If you forecast out technology industry revenues over the next 10 years, more than 60% will come from hardware, yet over the past decade, only 10% of venture dollars have gone to hardware.
A few years before ChatGPT, we brought an AI chip company to meet one of the best-known Sand Hill Road VCs, a firm that helped fund many of today’s semiconductor giants. Despite a warm introduction, it took them a while to find the right person to meet us. Eventually, we sat down with a Valley veteran who had done many of those early semiconductor deals, and he really liked our pitch.
The problem was that by this point, he was an emeritus partner – they had pulled him out of retirement to meet with us – and he no longer had the influence to bring his partners along with the deal.
To be clear, we are fully sympathetic about how this happened. For starters, early-stage investing in semis is expensive. Three people in a literal garage can bootstrap a software company to millions of dollars in revenue. But a chip company needs $50 million just to get its first product out. And for the past 15 years or so, returns on venture semiconductor deals have been paltry.
These difficulties created a negative feedback loop. Junior associates who championed an investment in a chip startup that ended badly remember that experience. By the time they become senior partners, they still carry the scars of that bad exit and avoid the whole sector. If they even still have a job – some of the deals done in the 2000s turned out really badly. Either way, the result is that the major venture funds have gradually shed partners with any knowledge of the sector.
VCs are smart and flexible. They know an opportunity when they see one. And so, past waves of excitement around AI chips, like Google’s TPU, which clearly marked an important trend sparked a lot of interest from investors. The problem is that by the time the TPU came around, there was almost no one left in the Valley who had enough semis knowledge to accurately judge the market.
We participated in multiple diligence project in the 2010s where it was clear that the investors did hot have a good grasp of some chip startup’s prospects. At times, it seemed like only one firm in the Valley really understood the market, and they were involved in almost every deal.
As a result, we ended up with multiple hype cycles driving investments. The market – and LPs – saw reasons to be interested in chips again, and investors piled in without fully understanding the risks. This process has now repeated itself a few times, but the largely poor exits seen in the sector have only reinforced venture investors’ aversion to it.

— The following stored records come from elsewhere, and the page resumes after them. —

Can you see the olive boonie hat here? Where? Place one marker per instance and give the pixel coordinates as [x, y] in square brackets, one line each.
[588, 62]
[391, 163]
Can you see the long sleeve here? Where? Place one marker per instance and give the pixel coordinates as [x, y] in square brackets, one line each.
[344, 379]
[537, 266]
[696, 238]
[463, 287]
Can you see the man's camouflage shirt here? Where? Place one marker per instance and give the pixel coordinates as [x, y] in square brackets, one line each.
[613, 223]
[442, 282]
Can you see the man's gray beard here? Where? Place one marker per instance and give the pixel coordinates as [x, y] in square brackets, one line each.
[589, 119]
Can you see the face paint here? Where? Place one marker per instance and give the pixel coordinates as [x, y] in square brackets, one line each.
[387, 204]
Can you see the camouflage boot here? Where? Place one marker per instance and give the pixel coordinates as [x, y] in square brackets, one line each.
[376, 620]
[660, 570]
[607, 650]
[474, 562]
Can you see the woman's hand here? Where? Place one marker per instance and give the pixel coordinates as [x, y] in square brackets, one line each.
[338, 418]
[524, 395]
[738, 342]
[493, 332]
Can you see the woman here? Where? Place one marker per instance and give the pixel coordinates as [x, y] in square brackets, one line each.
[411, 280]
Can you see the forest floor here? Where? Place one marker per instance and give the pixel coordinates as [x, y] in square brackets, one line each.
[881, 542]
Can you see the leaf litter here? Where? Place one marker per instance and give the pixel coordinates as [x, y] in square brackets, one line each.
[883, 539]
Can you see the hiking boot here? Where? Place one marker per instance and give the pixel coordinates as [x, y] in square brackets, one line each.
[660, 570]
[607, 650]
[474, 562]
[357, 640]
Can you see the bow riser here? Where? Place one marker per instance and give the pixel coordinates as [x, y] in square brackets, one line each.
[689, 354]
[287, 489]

It’s notable that many of the very large AI accelerator fundraises this year have been led by non-traditional venture investors. The best-known firms all got their fingers burned by the first TPU-era wave and have mostly stayed out of the latest deals. Perhaps the best example of this is Sequoia, which has published two pieces cautioning against AI hype. Those notes are partly aimed at Sequoia’s own LPs, explaining why the firm is not investing heavily in this space.
The hardest part of all this is that a whole series of rational decisions have led to an undesirable outcome. While we lament the lack of venture investing in semiconductors, we also understand the logic that got us here. We don’t mean to criticize established venture investors – they all had good reasons for their actions. Unfortunately, decades of past practices and institutional memory make it very hard to right the ship. It will likely take a new generation of venture firms to get things headed in a more sustainable direction.